Nous avons maintenant à considérer un autre point : lorsque la coloration ou les autres ornements du mâle diffèrent sensiblement de ceux de la femelle, faut-il en conclure que le mâle seul a subi des modifications et que ces variations sont héréditaires dans sa descendance mâle seule ; ou bien que la femelle a été spécialement modifiée dans le but de devenir peu apparente afin d’échapper plus facilement à ses ennemis, et que ces modifications se transmettent à sa descendance femelle seule ? Il est évident que beaucoup de poissons ont acquis une certaine coloration dans le but d’assurer la sécurité de l’espèce, et on ne saurait jeter un regard sur la surface supérieure tachetée d’une plie, sans être frappé de sa ressemblance avec le lit de sable sur lequel elle vit. En outre, certains poissons, grâce à l’action de leur système nerveux, ont la faculté de changer de couleur dans un très-court espace de temps, pour s’adapter aux couleurs des objets environnants[1]. Le docteur Günther[2] cite un des exemples les plus frappants d’un animal protégé par sa couleur et par sa forme, autant toutefois qu’on peut en juger d’après des individus conservés ; il s’agit d’une certaine anguille de mer, pourvue de filaments rougeâtres, qu’on peut à peine distinguer des algues auxquelles elle se cramponne par la queue.

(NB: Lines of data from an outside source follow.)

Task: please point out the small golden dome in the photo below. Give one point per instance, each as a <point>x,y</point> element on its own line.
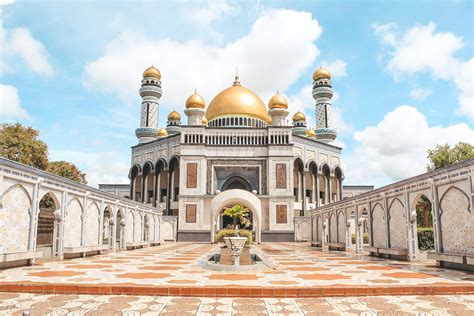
<point>321,73</point>
<point>195,101</point>
<point>299,117</point>
<point>174,116</point>
<point>237,100</point>
<point>162,132</point>
<point>152,72</point>
<point>310,133</point>
<point>278,102</point>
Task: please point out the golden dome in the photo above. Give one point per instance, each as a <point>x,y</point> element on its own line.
<point>162,132</point>
<point>321,73</point>
<point>152,72</point>
<point>195,101</point>
<point>278,102</point>
<point>237,100</point>
<point>299,117</point>
<point>174,116</point>
<point>310,133</point>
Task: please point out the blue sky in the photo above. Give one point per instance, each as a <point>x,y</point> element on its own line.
<point>402,72</point>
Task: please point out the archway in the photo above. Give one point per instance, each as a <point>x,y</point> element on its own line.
<point>233,197</point>
<point>236,182</point>
<point>45,228</point>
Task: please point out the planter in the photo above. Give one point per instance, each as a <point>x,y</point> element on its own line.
<point>235,245</point>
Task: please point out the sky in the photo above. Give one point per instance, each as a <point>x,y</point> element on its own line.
<point>402,72</point>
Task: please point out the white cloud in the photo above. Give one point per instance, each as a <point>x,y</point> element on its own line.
<point>6,2</point>
<point>212,11</point>
<point>396,148</point>
<point>422,49</point>
<point>337,68</point>
<point>10,108</point>
<point>20,43</point>
<point>420,94</point>
<point>100,167</point>
<point>278,48</point>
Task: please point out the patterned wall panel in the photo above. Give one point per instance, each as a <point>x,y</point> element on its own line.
<point>333,227</point>
<point>191,175</point>
<point>281,216</point>
<point>378,224</point>
<point>15,220</point>
<point>457,222</point>
<point>92,225</point>
<point>190,213</point>
<point>398,226</point>
<point>280,176</point>
<point>73,224</point>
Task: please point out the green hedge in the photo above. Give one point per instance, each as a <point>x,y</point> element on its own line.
<point>231,232</point>
<point>365,237</point>
<point>425,238</point>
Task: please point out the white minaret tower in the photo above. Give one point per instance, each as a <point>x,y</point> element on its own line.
<point>322,93</point>
<point>278,110</point>
<point>150,92</point>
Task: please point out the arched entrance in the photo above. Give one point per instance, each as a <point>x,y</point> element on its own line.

Mais ce qui nous importe actuellement, c’est de savoir si les femelles seules se sont modifiées dans ce but. Si les individus appartenant à l’un et à l’autre sexe sont sujets à varier, on comprend facilement que la sélection naturelle ne puisse intervenir pour modifier l’un des sexes, afin d’assurer sa sécurité, qu’autant

  1. G. Pouchet, l’Institut, 1er nov. 1871, p. 134.
  2. Proc. Zool. Soc., 1865, p. 327, pl. XIV et XV.